L’aube de minuit / 4 - La vérité est douloureuse, mais elle nous fait naître à la vraie liberté
Par Luigino Bruni
publié dans Avvenire le 14/05/2017
« J’espère de tout mon cœur que vous me donnerez l’absolution. L’idée d’aller jouer les héros en prison ne me réjouit guère, mais je ne peux pas ne pas vous déclarer explicitement que je continuerai d’enseigner à mes jeunes ce que je leur ai enseigné jusqu’à présent... Si nous ne parvenons pas à sauver l’humanité, du moins sauverons-nous notre âme. »
Don Lorenzo Milani, Lettre aux aumôniers militaires, lettre aux juges
L’idéologie est le premier instrument auquel recourent les classes dominantes en temps de crise. Avant même d’utiliser la force, l’argent ou leur pouvoir politique, les chefs (civils et religieux) gèrent les crises de leurs empires en fabriquant des idéologies, en payant des idéologues, en mettant au point un système minutieux de propagande au service de cette idéologie. Plus la crise est grave, plus l’idéologie devient un instrument essentiel. En temps de crise, l’idéologie prend principalement la forme d’illusions collectives, systématiques et récurrentes. Alors que tous les signes s’orientent clairement et seulement vers un déclin et une fin, les idéologies commencent par produire des signes différents et imaginaires avant d’en faire les signes principaux et, enfin, de les présenter comme les seuls existants. Si les idéologies sont nombreuses et diverses, elles possèdent toutes un point commun : elles créent artificiellement une réalité parallèle qu’elles présentent comme parfaite et qui fait progressivement perdre contact avec la réalité imparfaite et irréfutable.
Les idéologies illusoires qui se développent et s’amplifient lors des grandes et longues crises sont peut-être les plus dangereuses et dévastatrices, car elles ont pour particularité de nier la crise. On vit le temps présent dans l’attente de quelque événement miraculeux, d’une nouvelle révélation encore secrète qui apportera le salut général, et la communauté est droguée à un opium spirituel qui aggrave cette crise. La manipulation dure jusqu’au moment où l’évidence dépasse le point au-delà duquel il devient impossible de la nier. Hélas, parfois il n’y a plus de « point de non-retour », parce que les idéologies les plus puissantes parviennent à pousser très loin l’élaboration idéologique des crises ; il n’est alors pas rare que même les catastrophes et l’effondrement total continuent, ex-post, à être interprétés en fonction de cette idéologie.

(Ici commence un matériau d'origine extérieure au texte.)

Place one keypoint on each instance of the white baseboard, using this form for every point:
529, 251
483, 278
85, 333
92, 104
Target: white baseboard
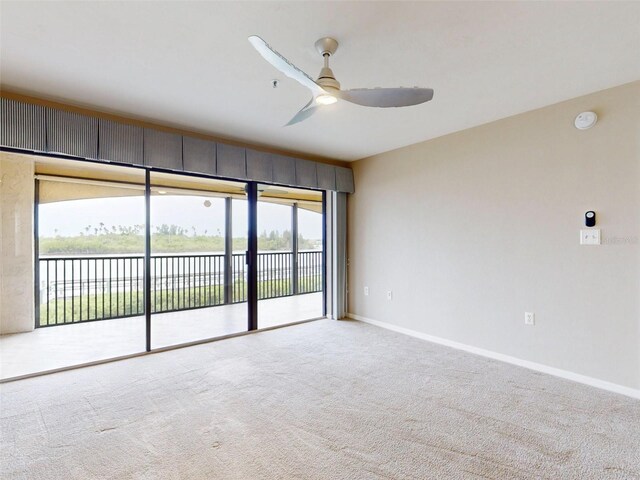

Certaines communautés ont beau avoir été anéanties par l’idéologie, les rescapés persistent à nier l’évidence et à chercher au milieu d’un champ de ruines une confirmation de leurs prévisions idéologiques antérieures.
Jérémie a dû lui aussi faire face à ce type d’idéologie et à ses effets dévastateurs : « Ce jour même – oracle du SEIGNEUR, il s’évanouit, le courage du roi et des ministres ; les prêtres sont stupéfaits, les prophètes, atterrés. Je dis : ‘Ah ! Seigneur DIEU, assurément tu as bien abusé ce peuple et Jérusalem en disant : ‘Vous aurez la paix…’ Et l’épée nous enlève la vie » (Jérémie 4, 9-10).
Jérémie nous révèle là une dimension subtile et décisive du phénomène de l’idéologie. Il se trouve qu’à Jérusalem, des prophètes pervertis, alliés des prêtres et de la classe dominante, étaient devenus des fabricants d’illusions en chaîne. Ils avaient d’abord créé puis alimenté ce que l’on nomme la « théologie royale du temple », une sorte de nationalisme religieux qui affirmait l’invincibilité de Jérusalem et l’inviolabilité du temple, niant par là même la réalité du danger venu du nord (Babylone). Les paroles : « Vous aurez la paix » n’émanaient pas du Seigneur, mais des faux prophètes et des chefs, qui défendaient leur pouvoir en trompant le peuple. Dans ce contexte, Jérémie perçoit clairement l’évolution de cette idéologie. L’ennemi arrivera et détruira le royaume, mais l’idéologie continuera d’agir et se sauvera elle-même avec la seule option qui lui reste : renverser totalement la réalité en attribuant cette illusion au Seigneur. Les chefs du peuple condamnent Dieu afin de se sauver eux-mêmes.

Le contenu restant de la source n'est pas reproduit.